China's first quarter Gross Domestic Product (GDP) grew by 5.0% year-on-year, exceeding the consensus estimate of 4.8%, according to Standard Chartered economists Carol Liao, Shuang Ding, and Hunter Chan [1]. This stronger-than-expected growth was driven by robust exports, which expanded by 14.7% year-on-year, supported by China's ongoing competitiveness, tariff reductions, and strong demand for new-energy and AI-related goods [1]. Fixed asset investment (FAI) also rebounded sharply, rising 1.7% year-on-year in Q1 after a significant contraction of -12.8% in Q4-2025, as infrastructure and manufacturing investment benefited from front-loaded fiscal spending [1].
Retail sales showed signs of stabilisation, with growth accelerating on a quarter-on-quarter basis, though the housing market continued to struggle with deep contractions in investment, construction, and sales [1]. March data indicated some softening, attributed to Lunar New Year seasonality, base effects from 2025, and a possible early impact from the Middle East conflict. Retail sales growth slowed after the holidays, and export growth eased following strong performance in January and February, which was partly due to front-loaded shipments ahead of the Lunar New Year [1].

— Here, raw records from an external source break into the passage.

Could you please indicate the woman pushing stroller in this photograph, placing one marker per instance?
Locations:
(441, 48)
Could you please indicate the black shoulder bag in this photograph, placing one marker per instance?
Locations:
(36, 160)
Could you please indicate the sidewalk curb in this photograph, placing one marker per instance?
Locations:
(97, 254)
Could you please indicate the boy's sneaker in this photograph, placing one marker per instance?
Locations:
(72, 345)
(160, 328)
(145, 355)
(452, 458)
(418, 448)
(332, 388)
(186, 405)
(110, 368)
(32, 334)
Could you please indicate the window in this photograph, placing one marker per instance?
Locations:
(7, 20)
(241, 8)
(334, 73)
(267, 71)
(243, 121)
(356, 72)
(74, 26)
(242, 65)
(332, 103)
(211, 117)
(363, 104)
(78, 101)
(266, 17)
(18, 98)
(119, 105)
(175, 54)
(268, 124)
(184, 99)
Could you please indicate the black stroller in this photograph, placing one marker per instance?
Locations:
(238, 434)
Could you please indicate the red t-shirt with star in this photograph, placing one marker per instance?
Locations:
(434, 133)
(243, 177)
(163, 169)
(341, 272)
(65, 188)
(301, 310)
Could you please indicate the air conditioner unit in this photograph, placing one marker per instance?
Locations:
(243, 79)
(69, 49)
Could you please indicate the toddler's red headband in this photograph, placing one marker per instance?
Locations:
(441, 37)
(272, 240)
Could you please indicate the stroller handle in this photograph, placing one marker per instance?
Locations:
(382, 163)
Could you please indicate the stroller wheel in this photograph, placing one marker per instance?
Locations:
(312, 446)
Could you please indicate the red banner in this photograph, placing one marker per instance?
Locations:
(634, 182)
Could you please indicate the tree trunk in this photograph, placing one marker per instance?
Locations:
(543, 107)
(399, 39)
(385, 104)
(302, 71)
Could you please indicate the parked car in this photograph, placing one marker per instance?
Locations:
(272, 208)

The Standard Chartered economists note that the end of Producer Price Index (PPI) deflation and stabilising domestic demand further support the positive outlook. They expect no near-term rate cuts, as the government is likely to maintain its current policy stance in light of the solid Q1 growth and a flexible growth target for the year [1]. At the upcoming Politburo meeting in late April, policymakers are expected to highlight risks from a prolonged Middle East conflict and the importance of reserving policy space, but are unlikely to introduce additional policy support in the near future [1].
CONCLUSION
China's stronger-than-expected Q1 GDP growth reduces the likelihood of imminent policy easing, as authorities are expected to maintain their current stance. While exports and fixed asset investment have rebounded, the housing market remains a concern, and policymakers are monitoring external risks.